Başkan Donald Trump, ABD'yi resmi olarak anlaşmadan geri çekmek için bir mutabakat anlaşması imzaladığı için orijinal TPP hiçbir zaman yürürlüğe girmedi. Anlaşmadan çekilme, Trump'ın Amerika'yı ilk sıraya koyma politikasının bir parçasıydı ve Başkan ABD ekonomisini teşvik etmeyi ve ABD'ye yeni işler getirmeyi amaçlayan “adil, ikili ticaret anlaşmaları” na girmeye ilgi gösterdi. ABD'nin çekilmesinden sonra, geri kalan ülkelerden bazıları müzakerelere devam etmek istediklerini belirttiler ve son olarak TPP'nin CPTPP (Trans-Pasifik Ortaklığı için Kapsamlı ve İlerici Sözleşme) olduğu Ocak 2018'de bir anlaşmaya vardılar..
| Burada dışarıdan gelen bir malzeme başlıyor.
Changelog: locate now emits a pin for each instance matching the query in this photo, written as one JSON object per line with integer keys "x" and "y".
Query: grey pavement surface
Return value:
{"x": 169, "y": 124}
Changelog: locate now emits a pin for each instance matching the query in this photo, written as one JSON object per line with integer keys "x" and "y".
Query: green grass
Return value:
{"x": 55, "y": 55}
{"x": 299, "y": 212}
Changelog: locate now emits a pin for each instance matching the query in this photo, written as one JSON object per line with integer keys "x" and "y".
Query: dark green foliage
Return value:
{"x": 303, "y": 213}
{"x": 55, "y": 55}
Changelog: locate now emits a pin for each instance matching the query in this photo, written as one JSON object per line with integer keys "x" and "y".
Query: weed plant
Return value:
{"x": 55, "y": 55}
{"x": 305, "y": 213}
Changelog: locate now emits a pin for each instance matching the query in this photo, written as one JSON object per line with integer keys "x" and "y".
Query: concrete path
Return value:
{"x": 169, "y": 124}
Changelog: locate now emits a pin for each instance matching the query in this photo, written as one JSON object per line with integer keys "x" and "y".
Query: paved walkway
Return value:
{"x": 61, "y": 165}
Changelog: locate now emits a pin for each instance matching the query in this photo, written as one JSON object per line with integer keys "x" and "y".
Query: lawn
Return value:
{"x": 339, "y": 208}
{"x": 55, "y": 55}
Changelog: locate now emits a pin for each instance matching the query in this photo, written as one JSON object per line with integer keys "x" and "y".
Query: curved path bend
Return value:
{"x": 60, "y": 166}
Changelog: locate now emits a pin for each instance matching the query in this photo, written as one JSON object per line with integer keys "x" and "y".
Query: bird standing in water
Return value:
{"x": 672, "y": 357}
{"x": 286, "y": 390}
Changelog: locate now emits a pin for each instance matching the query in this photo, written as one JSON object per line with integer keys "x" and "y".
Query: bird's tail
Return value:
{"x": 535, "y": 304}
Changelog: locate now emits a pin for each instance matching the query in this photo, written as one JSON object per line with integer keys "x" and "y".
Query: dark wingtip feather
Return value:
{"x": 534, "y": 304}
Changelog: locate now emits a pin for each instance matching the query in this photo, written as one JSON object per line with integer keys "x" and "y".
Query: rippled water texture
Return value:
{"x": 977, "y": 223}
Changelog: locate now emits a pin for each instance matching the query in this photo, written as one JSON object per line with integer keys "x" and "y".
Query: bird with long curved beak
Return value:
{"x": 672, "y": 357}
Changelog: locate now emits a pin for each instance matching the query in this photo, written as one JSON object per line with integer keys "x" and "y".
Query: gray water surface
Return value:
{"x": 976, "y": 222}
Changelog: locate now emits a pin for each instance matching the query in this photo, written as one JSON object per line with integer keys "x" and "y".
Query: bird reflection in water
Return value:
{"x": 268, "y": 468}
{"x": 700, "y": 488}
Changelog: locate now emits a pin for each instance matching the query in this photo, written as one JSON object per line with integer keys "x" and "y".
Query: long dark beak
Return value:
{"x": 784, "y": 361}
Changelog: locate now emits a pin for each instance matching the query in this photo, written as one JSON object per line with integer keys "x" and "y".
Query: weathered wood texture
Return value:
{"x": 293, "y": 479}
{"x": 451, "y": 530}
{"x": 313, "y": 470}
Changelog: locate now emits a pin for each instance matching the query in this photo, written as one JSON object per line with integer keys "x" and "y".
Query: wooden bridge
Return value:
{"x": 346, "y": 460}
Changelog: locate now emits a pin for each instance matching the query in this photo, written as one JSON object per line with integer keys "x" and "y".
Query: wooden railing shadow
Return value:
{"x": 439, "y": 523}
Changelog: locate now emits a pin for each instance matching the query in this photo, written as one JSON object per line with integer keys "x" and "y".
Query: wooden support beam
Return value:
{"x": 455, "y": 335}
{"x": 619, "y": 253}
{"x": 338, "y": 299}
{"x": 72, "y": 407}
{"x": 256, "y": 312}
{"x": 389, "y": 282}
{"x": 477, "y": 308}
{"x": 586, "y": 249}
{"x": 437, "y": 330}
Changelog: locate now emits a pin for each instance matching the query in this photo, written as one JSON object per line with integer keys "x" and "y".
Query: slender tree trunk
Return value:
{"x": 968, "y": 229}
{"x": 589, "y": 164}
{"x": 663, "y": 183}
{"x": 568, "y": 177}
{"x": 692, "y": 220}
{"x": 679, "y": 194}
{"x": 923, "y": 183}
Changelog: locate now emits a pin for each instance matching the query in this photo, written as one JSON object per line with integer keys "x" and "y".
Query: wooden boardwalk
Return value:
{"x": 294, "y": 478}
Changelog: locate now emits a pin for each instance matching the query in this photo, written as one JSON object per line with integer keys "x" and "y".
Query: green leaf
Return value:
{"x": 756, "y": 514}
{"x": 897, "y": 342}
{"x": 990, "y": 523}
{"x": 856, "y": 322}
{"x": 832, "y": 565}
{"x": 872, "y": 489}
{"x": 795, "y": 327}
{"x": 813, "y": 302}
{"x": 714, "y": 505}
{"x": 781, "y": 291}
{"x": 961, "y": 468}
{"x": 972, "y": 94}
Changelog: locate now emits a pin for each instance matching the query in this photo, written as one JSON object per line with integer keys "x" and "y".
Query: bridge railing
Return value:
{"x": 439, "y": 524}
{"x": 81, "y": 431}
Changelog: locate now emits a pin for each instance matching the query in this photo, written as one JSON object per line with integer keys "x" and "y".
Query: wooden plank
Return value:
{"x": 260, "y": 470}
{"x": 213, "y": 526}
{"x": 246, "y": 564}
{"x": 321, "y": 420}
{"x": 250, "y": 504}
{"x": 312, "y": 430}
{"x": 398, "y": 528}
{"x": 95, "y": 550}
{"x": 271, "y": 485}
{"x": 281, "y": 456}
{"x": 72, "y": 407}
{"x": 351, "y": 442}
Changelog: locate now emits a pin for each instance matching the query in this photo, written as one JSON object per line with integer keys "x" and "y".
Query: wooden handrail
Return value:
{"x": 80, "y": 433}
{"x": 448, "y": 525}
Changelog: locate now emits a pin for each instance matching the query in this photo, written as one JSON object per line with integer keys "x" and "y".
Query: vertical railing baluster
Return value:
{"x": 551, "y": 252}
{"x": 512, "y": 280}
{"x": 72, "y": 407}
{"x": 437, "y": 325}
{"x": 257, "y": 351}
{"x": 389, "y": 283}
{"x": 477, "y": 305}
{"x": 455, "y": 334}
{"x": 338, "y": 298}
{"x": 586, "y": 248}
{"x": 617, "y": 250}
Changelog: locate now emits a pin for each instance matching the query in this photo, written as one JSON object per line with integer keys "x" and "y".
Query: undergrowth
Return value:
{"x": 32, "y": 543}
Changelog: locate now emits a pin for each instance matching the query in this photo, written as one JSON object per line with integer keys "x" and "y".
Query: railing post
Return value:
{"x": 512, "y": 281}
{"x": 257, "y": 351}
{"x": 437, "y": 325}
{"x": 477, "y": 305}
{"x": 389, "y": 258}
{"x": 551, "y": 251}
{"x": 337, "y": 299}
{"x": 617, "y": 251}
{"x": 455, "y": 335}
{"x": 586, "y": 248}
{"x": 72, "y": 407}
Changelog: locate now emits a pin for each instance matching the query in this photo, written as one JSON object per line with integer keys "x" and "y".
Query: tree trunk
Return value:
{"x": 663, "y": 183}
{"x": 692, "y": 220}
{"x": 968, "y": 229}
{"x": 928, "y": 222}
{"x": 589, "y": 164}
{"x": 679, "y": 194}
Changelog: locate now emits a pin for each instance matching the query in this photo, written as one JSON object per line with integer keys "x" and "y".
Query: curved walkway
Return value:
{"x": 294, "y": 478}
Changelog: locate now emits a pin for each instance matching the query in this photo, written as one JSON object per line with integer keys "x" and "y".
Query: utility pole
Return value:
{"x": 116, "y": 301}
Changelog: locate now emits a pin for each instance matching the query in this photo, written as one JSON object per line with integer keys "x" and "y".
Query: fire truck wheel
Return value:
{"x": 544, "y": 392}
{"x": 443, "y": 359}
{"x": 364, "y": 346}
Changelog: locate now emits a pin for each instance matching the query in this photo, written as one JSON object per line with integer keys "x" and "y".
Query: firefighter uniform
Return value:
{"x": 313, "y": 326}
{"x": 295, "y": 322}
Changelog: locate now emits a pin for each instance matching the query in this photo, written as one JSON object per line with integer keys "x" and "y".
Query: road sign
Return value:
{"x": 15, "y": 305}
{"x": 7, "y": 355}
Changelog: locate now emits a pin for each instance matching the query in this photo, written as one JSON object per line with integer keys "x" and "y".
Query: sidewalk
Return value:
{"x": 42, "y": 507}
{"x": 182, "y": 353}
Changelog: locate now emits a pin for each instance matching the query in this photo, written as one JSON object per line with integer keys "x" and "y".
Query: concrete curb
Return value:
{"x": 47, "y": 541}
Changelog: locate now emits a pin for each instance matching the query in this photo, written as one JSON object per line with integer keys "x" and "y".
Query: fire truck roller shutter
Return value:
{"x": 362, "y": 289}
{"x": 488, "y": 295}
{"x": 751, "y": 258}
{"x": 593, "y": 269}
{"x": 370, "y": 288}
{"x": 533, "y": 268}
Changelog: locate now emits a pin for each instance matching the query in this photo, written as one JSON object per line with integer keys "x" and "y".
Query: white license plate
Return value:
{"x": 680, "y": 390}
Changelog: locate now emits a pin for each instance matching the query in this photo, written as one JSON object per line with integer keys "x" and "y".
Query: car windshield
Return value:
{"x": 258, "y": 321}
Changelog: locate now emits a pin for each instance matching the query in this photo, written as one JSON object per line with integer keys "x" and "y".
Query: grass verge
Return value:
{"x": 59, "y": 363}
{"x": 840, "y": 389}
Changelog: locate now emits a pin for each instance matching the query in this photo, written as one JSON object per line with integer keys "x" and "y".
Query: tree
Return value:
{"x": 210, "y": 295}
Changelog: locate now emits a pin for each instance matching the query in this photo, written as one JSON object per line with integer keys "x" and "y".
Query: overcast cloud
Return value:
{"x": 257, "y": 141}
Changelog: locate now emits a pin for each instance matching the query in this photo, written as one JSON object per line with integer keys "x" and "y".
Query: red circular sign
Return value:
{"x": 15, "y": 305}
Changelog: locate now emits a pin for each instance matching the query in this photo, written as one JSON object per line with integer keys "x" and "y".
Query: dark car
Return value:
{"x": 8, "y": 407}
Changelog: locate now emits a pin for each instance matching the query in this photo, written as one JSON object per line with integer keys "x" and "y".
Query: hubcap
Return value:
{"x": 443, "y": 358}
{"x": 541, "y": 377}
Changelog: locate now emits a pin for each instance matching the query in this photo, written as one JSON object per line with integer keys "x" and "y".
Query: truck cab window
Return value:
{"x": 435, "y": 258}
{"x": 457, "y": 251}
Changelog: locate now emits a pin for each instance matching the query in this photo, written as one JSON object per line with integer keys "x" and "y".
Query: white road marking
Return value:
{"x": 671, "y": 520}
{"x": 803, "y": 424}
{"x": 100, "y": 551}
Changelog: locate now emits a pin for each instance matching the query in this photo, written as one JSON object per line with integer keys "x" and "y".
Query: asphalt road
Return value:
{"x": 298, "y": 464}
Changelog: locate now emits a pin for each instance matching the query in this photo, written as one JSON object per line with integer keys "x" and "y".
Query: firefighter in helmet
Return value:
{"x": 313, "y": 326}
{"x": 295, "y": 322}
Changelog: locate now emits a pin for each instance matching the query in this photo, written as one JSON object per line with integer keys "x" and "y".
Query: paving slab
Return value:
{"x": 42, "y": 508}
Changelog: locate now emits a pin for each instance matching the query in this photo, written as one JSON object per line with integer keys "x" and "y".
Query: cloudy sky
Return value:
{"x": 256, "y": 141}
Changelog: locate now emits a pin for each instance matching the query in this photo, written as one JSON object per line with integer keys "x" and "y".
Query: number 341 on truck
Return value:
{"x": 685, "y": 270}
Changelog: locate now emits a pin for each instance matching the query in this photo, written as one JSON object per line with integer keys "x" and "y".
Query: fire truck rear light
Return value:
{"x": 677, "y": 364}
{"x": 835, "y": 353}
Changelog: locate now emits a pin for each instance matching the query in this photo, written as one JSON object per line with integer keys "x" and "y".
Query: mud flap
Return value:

NAFTA ve TPP arasındaki benzerlikler

İki anlaşma kapsam ve odak bakımından farklıdır, ancak yine de bir dizi ortak özelliğe sahiptir:

  1. Her ikisi de tarifeleri ve engelleri ortadan kaldırarak veya önemli ölçüde azaltarak serbest ticareti teşvik etmeyi amaçlamaktadır;
  2. Her ikisi de gümrük işlemleri, menşe kuralları, anlaşmazlıkların çözümü, sıhhi önlemler, yatırımlar, vb.
  3. Her iki anlaşma da çevre koruma ve çalışma hakları ile ilgili hükümleri kapsamakla birlikte, NAFTA, konulara daha kapsamlı şekilde değinen NAALC ve NAAEC ile bütünleştirilmiştir;
  4. Başkan Trump her iki anlaşmaya da şiddetle karşı çıktı. ABD'yi TPP'den çekti - böylece anlaşmanın yürürlüğe girmesini engelledi - ve Kanada ve Meksika ile NAFTA'yı değiştirmek ve geliştirmek için çeşitli müzakereler başlattı ve ABD için daha elverişli koşullar yarattı; ve
  5. Her iki anlaşma da geniş jeopolitik çıkarımlara sahiptir ve ilgili ülkelerdeki ücret eşitliğini ve ekonomik büyümeyi iyileştirmek yerine çokuluslu şirketlerin genişlemesini destekleme eğilimindedir. Ayrıca, hem NAFTA hem de TPP, çok uluslu şirketlerin ulusal hükümetler tarafından hesap verilmesinden muaf tutulabilecek hükümler içermektedir; özellikle, TPP tarafından önerilen yatırımcı-devlet anlaşmazlık çözüm mekanizmasının (ISDS) oluşturulmasıyla şirketler, hükümetlere karlarını engelleyen yargı kararları ve yasalar için dava açabileceklerdi..
  6. Gerçekten de, serbest ticaretin teşvik edilmesi belli bir dereceye kadar deregülasyonu içerir ve kaçınılmaz olarak kapitalist paradigmayı, çokuluslu şirketlerin büyümesi ve büyümesi kadar teşvik eder. Eğer yürürlüğe girseydi, TPP, küresel ekonominin yaklaşık% 40'ını kapsayan bir ekonomik blok oluşturacaktı. Bu nedenle, birçoğu böyle kutuplaşmış bir grubun oluşturulmasının küresel dengesizlikleri ve ücret eşitsizliklerini kötüleştireceğinden ve daha küçük ve yerel işletmeleri önemli ölçüde etkileyebileceğinden korkuyordu..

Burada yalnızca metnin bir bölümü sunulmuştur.